Tag Archive for 'Strategic management'

Competitive Intelligence - The New Strategy Driver

Competitive Intelligence is suddenly hotter than ever!

Over the last four years in my job as a business analyst, I have been amazed to see how much emphasis companies place on managing their internal information. With the advent of Web 2.0, corporate blogging and company wikis have dominated the enterprise information framework discussions. I have often wondered how much resources companies deploy to understand their external environment - the key factor for their very survival in the business ecosystem.

This post is not to discount the efficacy of corporate blogging or employee knowledge sharing - these tools in fact drive innovation and besides other benefits, have also become the hotbed for some of the best new business ideas for an organization. My thoughts are, however, directed towards how a company looks at its external environment vis-a-vis the proactive approach it takes in managing internal information.

Most companies spend a fraction of their time and effort in analyzing the external environment - and this is in light of the fact that nearly every strategic surprise is based on an event that takes place outside the company. Failure to track, analyze and interpret external market developments has often proved detrimental for market leaders. The absence of an early warning system inevitably results in competitive surprises that could go to the extent of wiping out a company’s business model completely. If the external environment is so critical, why do companies invest so little time and effort on this activity?

As Indian companies gear up to take on their global peers, competitive intelligence is going to become the key driver for formulating business strategy. The need for an early warning system that can quickly anticipate market shifts is much higher than ever before. Senior management across companies needs to start devoting a significant portion of their time in studying the changing competitive landscape and take risk control measures continually - a laid-back and passive approach is now passe.
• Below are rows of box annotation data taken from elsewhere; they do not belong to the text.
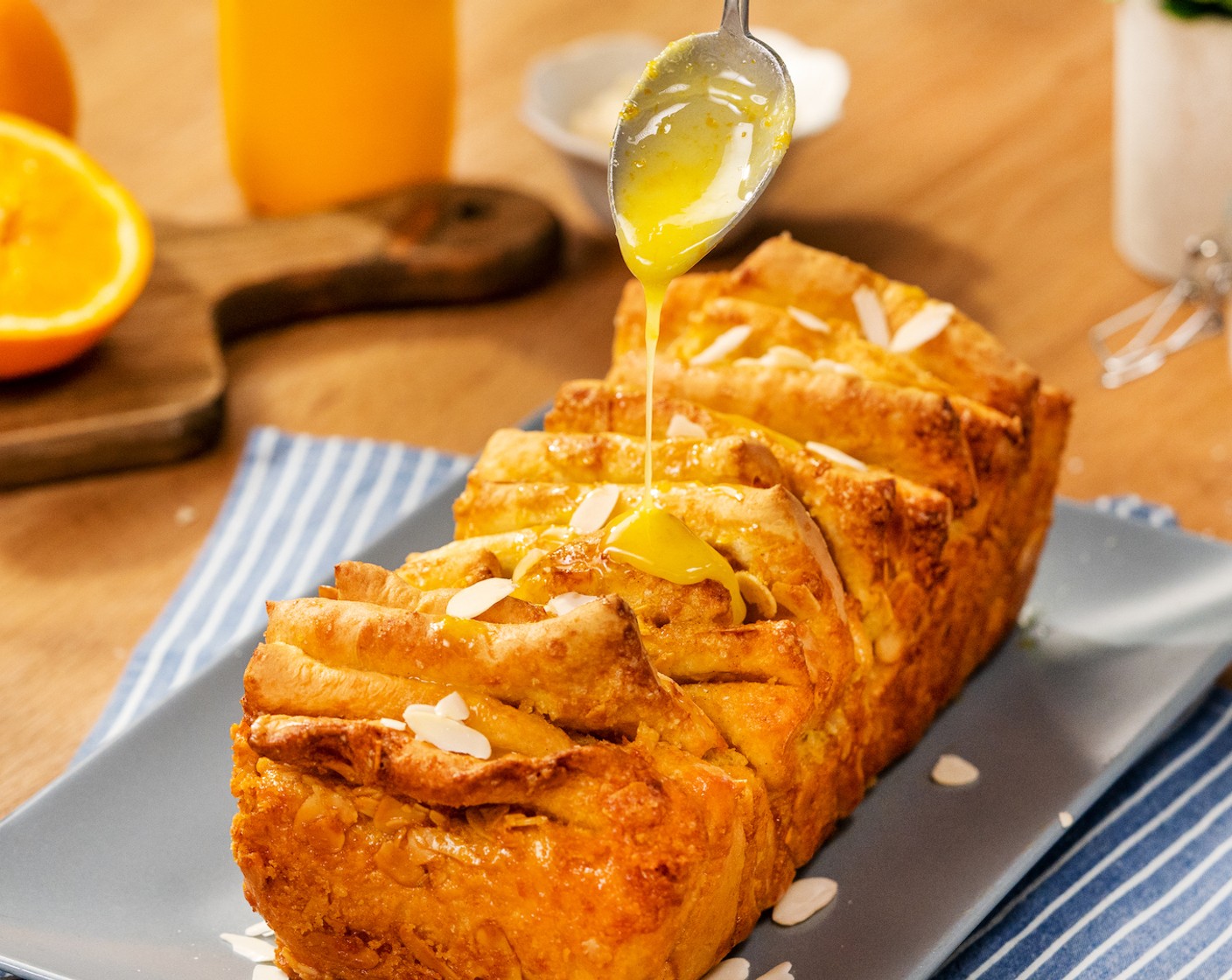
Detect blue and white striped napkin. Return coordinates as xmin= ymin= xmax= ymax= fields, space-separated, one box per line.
xmin=78 ymin=428 xmax=472 ymax=758
xmin=82 ymin=429 xmax=1232 ymax=980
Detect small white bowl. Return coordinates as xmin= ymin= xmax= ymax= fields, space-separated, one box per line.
xmin=522 ymin=27 xmax=851 ymax=228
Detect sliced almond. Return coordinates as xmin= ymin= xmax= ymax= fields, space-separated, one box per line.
xmin=221 ymin=932 xmax=274 ymax=962
xmin=759 ymin=344 xmax=813 ymax=371
xmin=432 ymin=690 xmax=471 ymax=721
xmin=788 ymin=305 xmax=830 ymax=334
xmin=770 ymin=878 xmax=839 ymax=926
xmin=701 ymin=956 xmax=749 ymax=980
xmin=402 ymin=711 xmax=492 ymax=760
xmin=543 ymin=592 xmax=598 ymax=616
xmin=931 ymin=752 xmax=979 ymax=787
xmin=736 ymin=568 xmax=779 ymax=619
xmin=689 ymin=323 xmax=752 ymax=365
xmin=668 ymin=412 xmax=706 ymax=439
xmin=569 ymin=483 xmax=620 ymax=534
xmin=444 ymin=578 xmax=514 ymax=619
xmin=511 ymin=548 xmax=547 ymax=582
xmin=890 ymin=302 xmax=954 ymax=354
xmin=813 ymin=358 xmax=864 ymax=377
xmin=851 ymin=286 xmax=890 ymax=347
xmin=804 ymin=443 xmax=869 ymax=470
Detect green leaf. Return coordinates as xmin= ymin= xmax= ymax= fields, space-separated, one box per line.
xmin=1162 ymin=0 xmax=1232 ymax=20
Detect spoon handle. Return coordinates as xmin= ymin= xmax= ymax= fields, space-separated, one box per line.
xmin=719 ymin=0 xmax=749 ymax=37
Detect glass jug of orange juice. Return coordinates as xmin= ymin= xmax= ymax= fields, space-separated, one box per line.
xmin=218 ymin=0 xmax=456 ymax=214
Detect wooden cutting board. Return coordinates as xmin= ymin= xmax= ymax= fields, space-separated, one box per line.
xmin=0 ymin=184 xmax=562 ymax=486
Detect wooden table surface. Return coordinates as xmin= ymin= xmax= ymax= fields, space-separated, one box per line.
xmin=7 ymin=0 xmax=1232 ymax=815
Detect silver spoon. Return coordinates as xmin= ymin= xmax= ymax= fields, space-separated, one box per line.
xmin=607 ymin=0 xmax=796 ymax=278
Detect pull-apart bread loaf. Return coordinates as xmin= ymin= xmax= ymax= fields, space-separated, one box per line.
xmin=233 ymin=236 xmax=1069 ymax=980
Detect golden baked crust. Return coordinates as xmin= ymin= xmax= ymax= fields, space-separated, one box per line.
xmin=233 ymin=236 xmax=1069 ymax=980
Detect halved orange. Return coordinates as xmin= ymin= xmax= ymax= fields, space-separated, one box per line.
xmin=0 ymin=112 xmax=154 ymax=379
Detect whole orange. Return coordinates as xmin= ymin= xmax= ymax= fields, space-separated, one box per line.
xmin=0 ymin=0 xmax=76 ymax=136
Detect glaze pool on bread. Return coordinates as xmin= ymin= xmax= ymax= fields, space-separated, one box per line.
xmin=233 ymin=236 xmax=1069 ymax=980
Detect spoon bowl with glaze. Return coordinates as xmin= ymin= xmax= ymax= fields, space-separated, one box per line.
xmin=609 ymin=0 xmax=796 ymax=289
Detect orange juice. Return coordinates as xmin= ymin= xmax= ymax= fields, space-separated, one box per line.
xmin=218 ymin=0 xmax=455 ymax=214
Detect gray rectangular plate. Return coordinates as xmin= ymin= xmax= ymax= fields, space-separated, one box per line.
xmin=0 ymin=498 xmax=1232 ymax=980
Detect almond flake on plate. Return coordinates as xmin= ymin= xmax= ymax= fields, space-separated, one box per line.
xmin=890 ymin=301 xmax=954 ymax=354
xmin=851 ymin=286 xmax=890 ymax=347
xmin=221 ymin=932 xmax=274 ymax=962
xmin=804 ymin=441 xmax=869 ymax=470
xmin=701 ymin=956 xmax=749 ymax=980
xmin=402 ymin=710 xmax=492 ymax=760
xmin=668 ymin=412 xmax=706 ymax=439
xmin=543 ymin=592 xmax=598 ymax=616
xmin=788 ymin=305 xmax=830 ymax=334
xmin=770 ymin=878 xmax=839 ymax=926
xmin=432 ymin=690 xmax=471 ymax=721
xmin=569 ymin=483 xmax=620 ymax=534
xmin=930 ymin=752 xmax=979 ymax=787
xmin=444 ymin=578 xmax=514 ymax=619
xmin=689 ymin=323 xmax=752 ymax=365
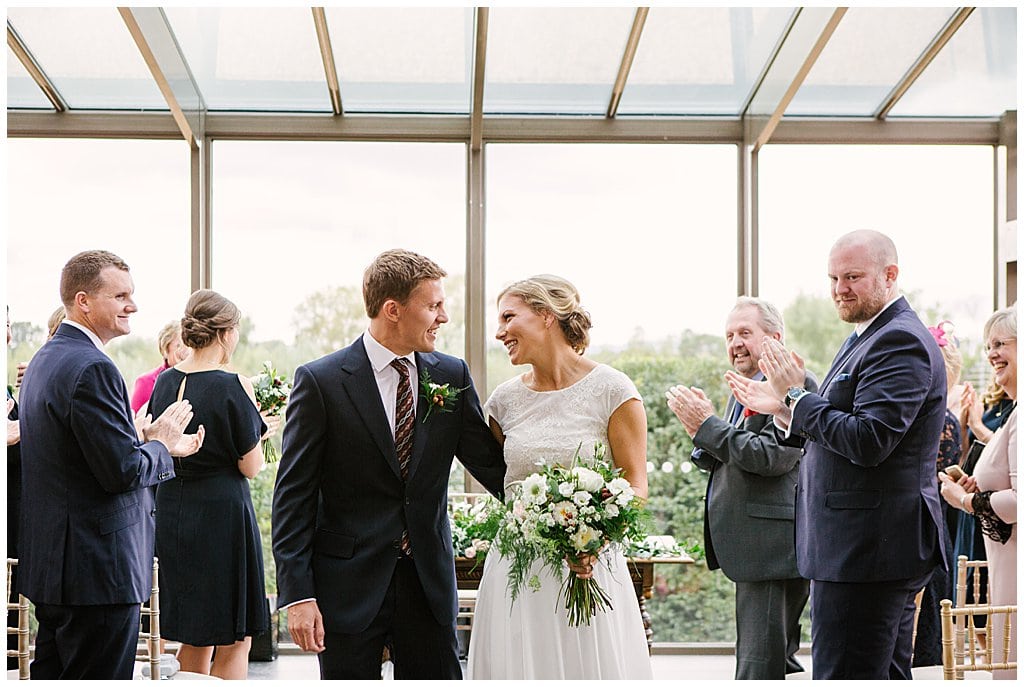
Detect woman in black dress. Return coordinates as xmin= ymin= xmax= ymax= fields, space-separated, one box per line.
xmin=150 ymin=290 xmax=269 ymax=680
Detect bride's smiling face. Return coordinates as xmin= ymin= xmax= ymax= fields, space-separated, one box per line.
xmin=495 ymin=296 xmax=548 ymax=364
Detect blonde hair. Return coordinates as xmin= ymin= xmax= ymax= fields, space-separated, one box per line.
xmin=362 ymin=249 xmax=447 ymax=319
xmin=181 ymin=289 xmax=242 ymax=350
xmin=498 ymin=274 xmax=593 ymax=355
xmin=46 ymin=305 xmax=67 ymax=341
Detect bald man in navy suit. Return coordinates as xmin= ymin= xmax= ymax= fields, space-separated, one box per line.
xmin=728 ymin=230 xmax=948 ymax=680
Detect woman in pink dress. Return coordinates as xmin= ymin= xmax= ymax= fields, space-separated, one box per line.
xmin=939 ymin=306 xmax=1017 ymax=680
xmin=131 ymin=321 xmax=188 ymax=413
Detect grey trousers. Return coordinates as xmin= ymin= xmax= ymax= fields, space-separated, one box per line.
xmin=736 ymin=577 xmax=810 ymax=680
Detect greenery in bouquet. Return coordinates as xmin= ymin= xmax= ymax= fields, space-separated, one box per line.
xmin=497 ymin=442 xmax=647 ymax=627
xmin=252 ymin=360 xmax=292 ymax=463
xmin=626 ymin=534 xmax=686 ymax=558
xmin=449 ymin=495 xmax=505 ymax=564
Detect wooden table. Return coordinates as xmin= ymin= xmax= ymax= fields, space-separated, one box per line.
xmin=455 ymin=554 xmax=693 ymax=651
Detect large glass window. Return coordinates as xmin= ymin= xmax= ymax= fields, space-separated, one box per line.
xmin=485 ymin=144 xmax=736 ymax=388
xmin=760 ymin=145 xmax=993 ymax=374
xmin=212 ymin=141 xmax=466 ymax=374
xmin=7 ymin=138 xmax=189 ymax=383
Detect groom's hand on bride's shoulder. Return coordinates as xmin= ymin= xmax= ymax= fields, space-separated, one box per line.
xmin=288 ymin=600 xmax=324 ymax=653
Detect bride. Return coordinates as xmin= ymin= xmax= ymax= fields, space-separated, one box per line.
xmin=467 ymin=274 xmax=651 ymax=680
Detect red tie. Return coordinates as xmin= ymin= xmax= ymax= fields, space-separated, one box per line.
xmin=391 ymin=357 xmax=416 ymax=556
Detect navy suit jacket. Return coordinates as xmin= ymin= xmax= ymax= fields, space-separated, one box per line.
xmin=791 ymin=297 xmax=946 ymax=583
xmin=272 ymin=337 xmax=505 ymax=634
xmin=18 ymin=324 xmax=174 ymax=606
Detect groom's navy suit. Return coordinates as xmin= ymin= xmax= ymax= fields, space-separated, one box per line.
xmin=273 ymin=337 xmax=505 ymax=678
xmin=791 ymin=297 xmax=946 ymax=679
xmin=18 ymin=323 xmax=174 ymax=680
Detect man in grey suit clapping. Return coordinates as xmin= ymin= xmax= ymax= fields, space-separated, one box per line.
xmin=666 ymin=297 xmax=817 ymax=680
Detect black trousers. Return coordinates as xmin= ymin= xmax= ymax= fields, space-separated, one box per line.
xmin=29 ymin=603 xmax=140 ymax=680
xmin=317 ymin=558 xmax=462 ymax=680
xmin=811 ymin=570 xmax=932 ymax=680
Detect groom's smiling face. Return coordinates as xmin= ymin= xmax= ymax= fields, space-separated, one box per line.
xmin=396 ymin=280 xmax=449 ymax=353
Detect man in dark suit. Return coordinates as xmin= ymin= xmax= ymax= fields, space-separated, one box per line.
xmin=667 ymin=297 xmax=817 ymax=680
xmin=728 ymin=230 xmax=947 ymax=680
xmin=272 ymin=250 xmax=505 ymax=679
xmin=18 ymin=251 xmax=202 ymax=680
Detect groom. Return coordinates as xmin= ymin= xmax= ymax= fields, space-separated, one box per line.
xmin=272 ymin=250 xmax=505 ymax=680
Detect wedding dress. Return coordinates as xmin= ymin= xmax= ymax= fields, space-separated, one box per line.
xmin=467 ymin=364 xmax=651 ymax=680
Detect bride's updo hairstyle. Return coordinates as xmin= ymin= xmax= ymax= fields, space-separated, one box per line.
xmin=498 ymin=274 xmax=593 ymax=355
xmin=181 ymin=289 xmax=242 ymax=349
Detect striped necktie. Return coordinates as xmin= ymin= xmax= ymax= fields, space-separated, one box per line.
xmin=391 ymin=357 xmax=416 ymax=556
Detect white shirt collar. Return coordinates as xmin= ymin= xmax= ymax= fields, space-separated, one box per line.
xmin=362 ymin=330 xmax=416 ymax=374
xmin=60 ymin=318 xmax=106 ymax=353
xmin=853 ymin=294 xmax=903 ymax=337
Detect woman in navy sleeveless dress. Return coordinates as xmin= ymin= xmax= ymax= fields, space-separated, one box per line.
xmin=150 ymin=290 xmax=269 ymax=680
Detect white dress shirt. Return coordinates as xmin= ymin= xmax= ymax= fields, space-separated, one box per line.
xmin=362 ymin=330 xmax=420 ymax=436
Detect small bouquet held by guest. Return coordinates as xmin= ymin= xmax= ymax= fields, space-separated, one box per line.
xmin=252 ymin=360 xmax=292 ymax=463
xmin=449 ymin=495 xmax=505 ymax=569
xmin=496 ymin=442 xmax=645 ymax=627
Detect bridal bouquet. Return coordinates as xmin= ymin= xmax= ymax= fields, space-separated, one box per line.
xmin=251 ymin=360 xmax=292 ymax=463
xmin=497 ymin=443 xmax=644 ymax=627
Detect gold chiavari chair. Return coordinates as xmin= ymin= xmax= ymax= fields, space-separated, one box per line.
xmin=7 ymin=558 xmax=29 ymax=680
xmin=138 ymin=556 xmax=160 ymax=680
xmin=939 ymin=599 xmax=1017 ymax=680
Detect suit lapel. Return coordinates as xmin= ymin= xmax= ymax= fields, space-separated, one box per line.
xmin=342 ymin=337 xmax=401 ymax=478
xmin=407 ymin=353 xmax=437 ymax=481
xmin=818 ymin=296 xmax=909 ymax=394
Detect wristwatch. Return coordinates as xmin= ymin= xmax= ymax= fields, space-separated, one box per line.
xmin=782 ymin=386 xmax=807 ymax=407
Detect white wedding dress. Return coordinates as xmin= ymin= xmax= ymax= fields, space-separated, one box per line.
xmin=466 ymin=364 xmax=651 ymax=680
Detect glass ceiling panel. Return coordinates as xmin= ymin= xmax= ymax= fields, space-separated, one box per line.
xmin=483 ymin=7 xmax=635 ymax=115
xmin=889 ymin=7 xmax=1017 ymax=117
xmin=164 ymin=7 xmax=331 ymax=112
xmin=618 ymin=7 xmax=794 ymax=115
xmin=326 ymin=7 xmax=474 ymax=115
xmin=785 ymin=7 xmax=955 ymax=117
xmin=7 ymin=7 xmax=167 ymax=111
xmin=7 ymin=46 xmax=53 ymax=110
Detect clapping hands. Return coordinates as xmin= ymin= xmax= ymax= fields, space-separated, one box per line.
xmin=725 ymin=337 xmax=806 ymax=415
xmin=135 ymin=399 xmax=206 ymax=458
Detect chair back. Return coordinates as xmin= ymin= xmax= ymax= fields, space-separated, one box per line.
xmin=138 ymin=556 xmax=160 ymax=680
xmin=939 ymin=599 xmax=1017 ymax=680
xmin=7 ymin=558 xmax=29 ymax=680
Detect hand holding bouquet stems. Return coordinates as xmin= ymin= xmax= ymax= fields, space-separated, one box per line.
xmin=252 ymin=360 xmax=292 ymax=463
xmin=497 ymin=442 xmax=645 ymax=627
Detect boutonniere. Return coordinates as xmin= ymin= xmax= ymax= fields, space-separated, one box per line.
xmin=420 ymin=370 xmax=469 ymax=422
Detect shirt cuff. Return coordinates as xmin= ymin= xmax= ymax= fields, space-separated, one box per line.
xmin=278 ymin=597 xmax=316 ymax=610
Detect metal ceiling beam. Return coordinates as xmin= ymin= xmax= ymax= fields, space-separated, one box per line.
xmin=469 ymin=7 xmax=490 ymax=151
xmin=118 ymin=7 xmax=205 ymax=149
xmin=7 ymin=110 xmax=1007 ymax=145
xmin=605 ymin=7 xmax=650 ymax=119
xmin=7 ymin=19 xmax=68 ymax=113
xmin=873 ymin=7 xmax=974 ymax=119
xmin=749 ymin=7 xmax=847 ymax=153
xmin=312 ymin=7 xmax=343 ymax=115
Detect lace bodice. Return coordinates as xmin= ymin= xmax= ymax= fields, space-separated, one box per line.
xmin=484 ymin=364 xmax=640 ymax=486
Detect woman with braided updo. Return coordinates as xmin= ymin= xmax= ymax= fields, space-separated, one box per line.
xmin=150 ymin=290 xmax=269 ymax=680
xmin=468 ymin=274 xmax=651 ymax=680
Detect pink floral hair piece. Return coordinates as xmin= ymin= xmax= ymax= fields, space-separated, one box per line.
xmin=928 ymin=319 xmax=958 ymax=348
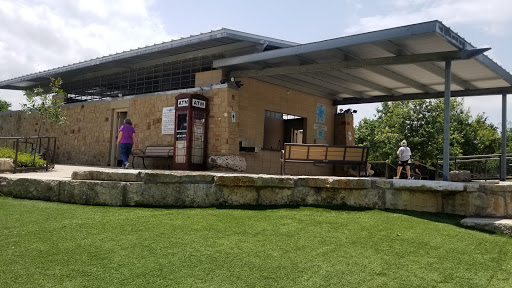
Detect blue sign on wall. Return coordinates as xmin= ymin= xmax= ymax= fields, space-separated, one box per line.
xmin=316 ymin=103 xmax=325 ymax=123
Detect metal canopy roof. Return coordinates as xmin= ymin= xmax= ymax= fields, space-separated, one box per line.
xmin=213 ymin=21 xmax=512 ymax=105
xmin=0 ymin=29 xmax=297 ymax=90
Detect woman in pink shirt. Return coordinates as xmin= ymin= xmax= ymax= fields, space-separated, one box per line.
xmin=117 ymin=118 xmax=139 ymax=169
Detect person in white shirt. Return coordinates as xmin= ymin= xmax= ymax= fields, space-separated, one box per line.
xmin=396 ymin=140 xmax=411 ymax=179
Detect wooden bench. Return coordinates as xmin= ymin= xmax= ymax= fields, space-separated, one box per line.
xmin=281 ymin=143 xmax=370 ymax=176
xmin=132 ymin=146 xmax=174 ymax=170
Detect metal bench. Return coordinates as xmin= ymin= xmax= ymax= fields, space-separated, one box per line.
xmin=132 ymin=146 xmax=174 ymax=170
xmin=281 ymin=143 xmax=370 ymax=176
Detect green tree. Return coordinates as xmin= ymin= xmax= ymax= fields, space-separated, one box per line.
xmin=0 ymin=100 xmax=11 ymax=112
xmin=22 ymin=78 xmax=67 ymax=136
xmin=355 ymin=98 xmax=500 ymax=165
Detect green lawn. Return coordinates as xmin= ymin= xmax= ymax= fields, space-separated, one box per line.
xmin=0 ymin=197 xmax=512 ymax=287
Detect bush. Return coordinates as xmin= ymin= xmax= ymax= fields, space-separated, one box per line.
xmin=0 ymin=147 xmax=46 ymax=167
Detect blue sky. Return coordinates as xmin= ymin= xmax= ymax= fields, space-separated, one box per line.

I was having an interesting discussion on growth versus survival strategy with one of my colleagues, a few days back. We were trying to define why companies formulate different strategies, viz. growth, technology, operations, et al. My colleague was all out for growth, and believes that every strategy element is linked to growth in some way or the other. I was trying to pick his brains and debate that every strategy has an inherent backward linkage to the basic need for survival for any organization. A growth strategy too is part of a long term survival strategy - targeted at driving innovation and bringing out new products, increasing market share, entering new geographies, et al - but with a tacit focus on ensuring that the market position is not significantly affected by any unforeseen events. All efforts in terms of strategy formulation, risk control, war mapping, et al would prove to be futile in the longer run - if the same efforts are not supported by a real-time continuous competitive intelligence framework. This is the need of the hour in the current “flat” world.

“Strategy is about what your company wants to do with the world. Intelligence is about what the world wants to do with your company” - Joseph H.A.M. Rodenberg

The bottom line is: Do you have an effective early warning system in place?